Parteiprogramme als Informationsquelle

Vor Wahlen auf Bundes- oder Landesebene in Deutschland verabschieden alle Parteien regelmäßig Parteiprogramme. Diese sollen sowohl den Bürgern als auch den eigenen Mitgliedern vermitteln, wofür die jeweilige Partei eigentlich steht und welche Ziele sie verfolgt. Zumindest in der Theorie sind Parteiprogramme daher eine gute Quelle zur politischen Information.

Eine langweilige Werbebroschüre ohne Inhalt?

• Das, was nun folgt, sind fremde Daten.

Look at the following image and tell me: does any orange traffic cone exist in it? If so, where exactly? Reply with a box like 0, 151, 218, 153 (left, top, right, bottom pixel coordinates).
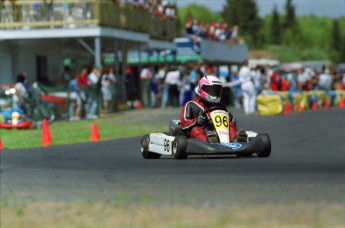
137, 100, 143, 110
42, 119, 52, 146
297, 101, 303, 112
311, 101, 318, 111
339, 96, 345, 108
90, 123, 101, 142
323, 99, 329, 109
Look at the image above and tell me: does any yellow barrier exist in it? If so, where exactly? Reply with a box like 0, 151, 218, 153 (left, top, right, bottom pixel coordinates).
256, 90, 345, 115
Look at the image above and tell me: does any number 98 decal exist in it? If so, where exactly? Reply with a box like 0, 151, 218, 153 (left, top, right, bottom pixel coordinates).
214, 115, 229, 127
164, 139, 170, 152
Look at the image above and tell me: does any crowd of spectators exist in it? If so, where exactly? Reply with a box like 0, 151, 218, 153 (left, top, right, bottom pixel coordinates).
5, 63, 345, 121
0, 0, 177, 23
184, 17, 243, 44
119, 0, 177, 19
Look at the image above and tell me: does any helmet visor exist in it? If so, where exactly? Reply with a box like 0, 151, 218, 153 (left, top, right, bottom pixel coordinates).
202, 84, 223, 97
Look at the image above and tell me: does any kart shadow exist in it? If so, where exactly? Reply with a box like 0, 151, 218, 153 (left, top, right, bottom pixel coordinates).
160, 155, 257, 160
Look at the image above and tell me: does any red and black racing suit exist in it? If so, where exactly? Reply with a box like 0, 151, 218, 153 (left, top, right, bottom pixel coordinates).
180, 98, 236, 142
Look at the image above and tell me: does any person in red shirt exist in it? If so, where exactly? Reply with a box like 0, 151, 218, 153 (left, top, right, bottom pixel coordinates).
78, 67, 88, 90
180, 75, 236, 142
270, 70, 279, 91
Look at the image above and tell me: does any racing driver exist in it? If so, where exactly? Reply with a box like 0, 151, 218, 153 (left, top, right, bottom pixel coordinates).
180, 75, 246, 142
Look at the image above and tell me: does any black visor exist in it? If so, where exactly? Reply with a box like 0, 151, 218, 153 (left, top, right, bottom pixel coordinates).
202, 84, 223, 97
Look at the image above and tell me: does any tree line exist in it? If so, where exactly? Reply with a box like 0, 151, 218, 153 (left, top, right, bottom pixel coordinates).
178, 0, 345, 63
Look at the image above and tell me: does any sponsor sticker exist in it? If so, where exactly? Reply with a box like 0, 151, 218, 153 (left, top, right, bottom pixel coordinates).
220, 143, 242, 149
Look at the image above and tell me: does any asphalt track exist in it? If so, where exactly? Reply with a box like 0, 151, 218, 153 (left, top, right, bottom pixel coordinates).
0, 108, 345, 205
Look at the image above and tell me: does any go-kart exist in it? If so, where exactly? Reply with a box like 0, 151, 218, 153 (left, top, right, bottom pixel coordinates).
141, 107, 271, 159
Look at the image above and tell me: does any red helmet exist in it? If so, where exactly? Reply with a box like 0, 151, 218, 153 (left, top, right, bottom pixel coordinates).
198, 75, 223, 104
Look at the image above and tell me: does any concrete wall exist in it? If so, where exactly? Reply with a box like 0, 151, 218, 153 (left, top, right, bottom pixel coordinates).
0, 39, 93, 84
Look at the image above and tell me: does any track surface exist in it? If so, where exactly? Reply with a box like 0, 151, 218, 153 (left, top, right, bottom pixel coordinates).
0, 108, 345, 205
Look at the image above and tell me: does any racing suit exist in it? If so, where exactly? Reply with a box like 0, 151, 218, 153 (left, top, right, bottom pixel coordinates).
180, 97, 236, 142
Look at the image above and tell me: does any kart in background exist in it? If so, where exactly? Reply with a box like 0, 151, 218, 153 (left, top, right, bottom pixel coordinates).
141, 107, 271, 159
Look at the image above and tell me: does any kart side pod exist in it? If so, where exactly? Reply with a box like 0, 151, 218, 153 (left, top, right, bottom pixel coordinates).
141, 133, 188, 159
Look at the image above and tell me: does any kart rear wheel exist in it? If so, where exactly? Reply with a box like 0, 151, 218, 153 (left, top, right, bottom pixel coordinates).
237, 152, 253, 158
257, 133, 271, 158
172, 136, 188, 159
140, 135, 161, 159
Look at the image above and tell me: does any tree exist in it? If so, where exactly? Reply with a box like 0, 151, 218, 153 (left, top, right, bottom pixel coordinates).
222, 0, 261, 46
339, 36, 345, 63
331, 19, 341, 51
284, 0, 297, 29
270, 5, 281, 44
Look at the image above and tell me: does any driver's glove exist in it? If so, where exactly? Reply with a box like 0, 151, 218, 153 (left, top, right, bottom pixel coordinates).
196, 115, 206, 125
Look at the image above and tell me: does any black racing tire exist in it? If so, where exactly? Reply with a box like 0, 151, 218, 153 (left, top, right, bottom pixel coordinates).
236, 152, 253, 158
172, 136, 188, 159
140, 135, 161, 159
257, 133, 272, 158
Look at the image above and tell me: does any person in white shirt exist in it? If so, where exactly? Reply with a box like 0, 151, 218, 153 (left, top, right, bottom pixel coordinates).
140, 66, 152, 107
165, 66, 181, 107
238, 60, 256, 114
85, 66, 102, 119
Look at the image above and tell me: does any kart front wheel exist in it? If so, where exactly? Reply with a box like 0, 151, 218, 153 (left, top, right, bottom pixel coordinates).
257, 133, 271, 158
140, 135, 161, 159
172, 136, 188, 159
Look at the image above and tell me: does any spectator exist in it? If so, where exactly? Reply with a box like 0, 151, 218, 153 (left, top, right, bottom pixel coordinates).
270, 68, 279, 91
157, 64, 168, 107
230, 65, 242, 108
78, 67, 88, 108
86, 66, 102, 119
150, 66, 160, 107
181, 69, 194, 105
13, 73, 28, 111
165, 66, 181, 107
140, 65, 152, 107
101, 67, 116, 114
68, 74, 82, 121
319, 69, 332, 90
238, 60, 256, 114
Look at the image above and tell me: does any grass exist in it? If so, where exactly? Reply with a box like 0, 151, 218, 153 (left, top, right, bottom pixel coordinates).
0, 113, 167, 149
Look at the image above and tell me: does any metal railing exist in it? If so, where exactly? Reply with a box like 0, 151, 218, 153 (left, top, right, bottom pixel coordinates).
0, 0, 176, 40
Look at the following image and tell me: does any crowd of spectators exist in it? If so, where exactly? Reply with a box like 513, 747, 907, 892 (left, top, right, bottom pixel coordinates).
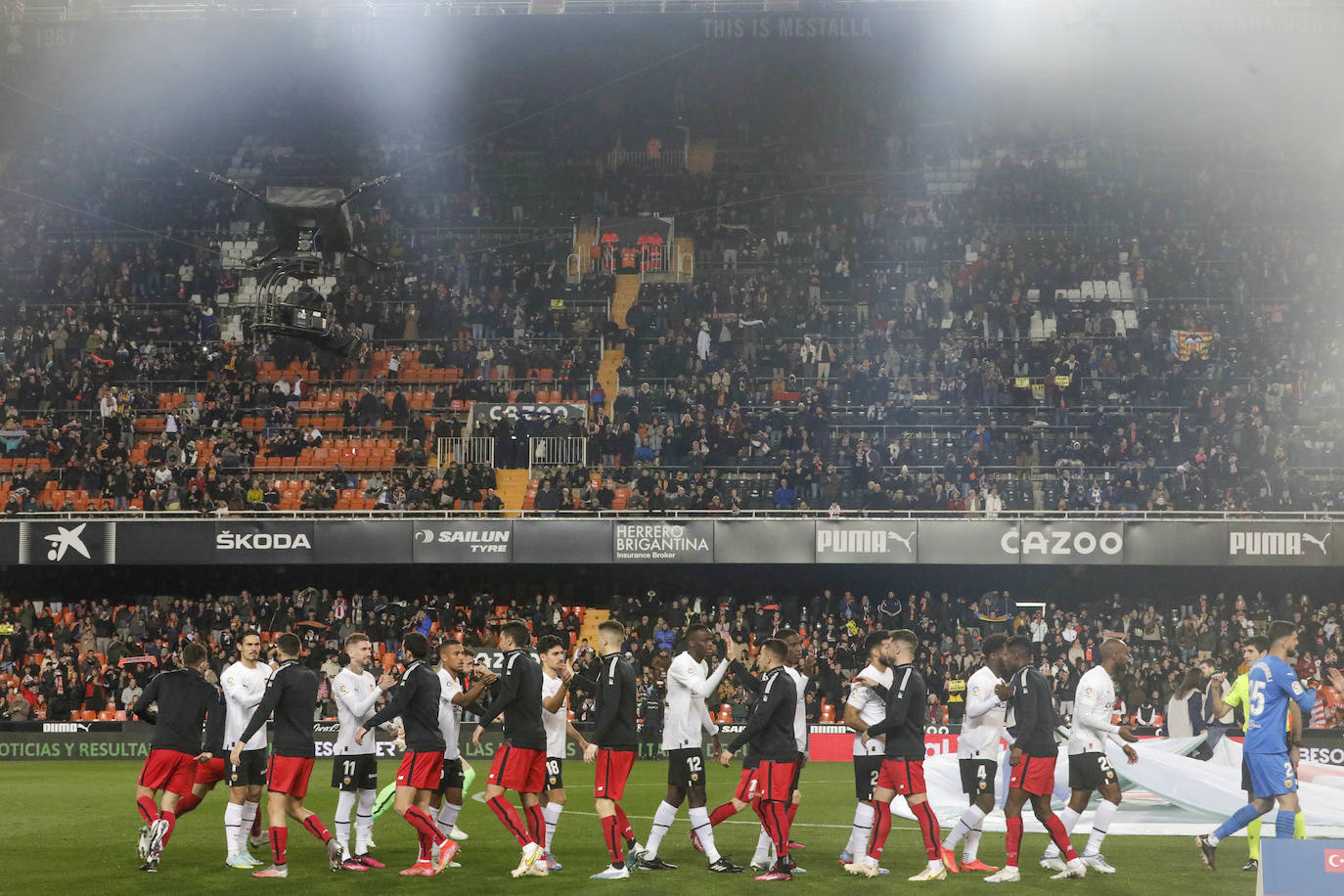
0, 589, 1344, 732
0, 38, 1344, 515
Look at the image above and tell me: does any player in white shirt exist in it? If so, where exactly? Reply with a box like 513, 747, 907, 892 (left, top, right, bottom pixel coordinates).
942, 634, 1008, 874
536, 634, 587, 871
219, 631, 270, 868
640, 623, 741, 874
1040, 638, 1139, 874
428, 640, 499, 868
332, 631, 396, 868
840, 631, 891, 874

Ein Parteiprogramm hat die Aufgabe, die Pläne der jeweiligen Partei darzulegen und daraus geplante politische Entscheidungen abzuleiten. Parteien möchten sich mit ihren Programmen aber auch als die beste politische Alternative präsentieren, gleichzeitig ihren politischen Gegnern wenig Angriffsmöglichkeiten bieten und möglichst viele politische Alternativen offen halten. Parteiprogramme sind daher in der Regel sehr lang, schwer lesbar und vollbringen sprachliche Kunststücke, um nach der Wahl über einen möglichst großen Interpretationsspielraum zu verfügen.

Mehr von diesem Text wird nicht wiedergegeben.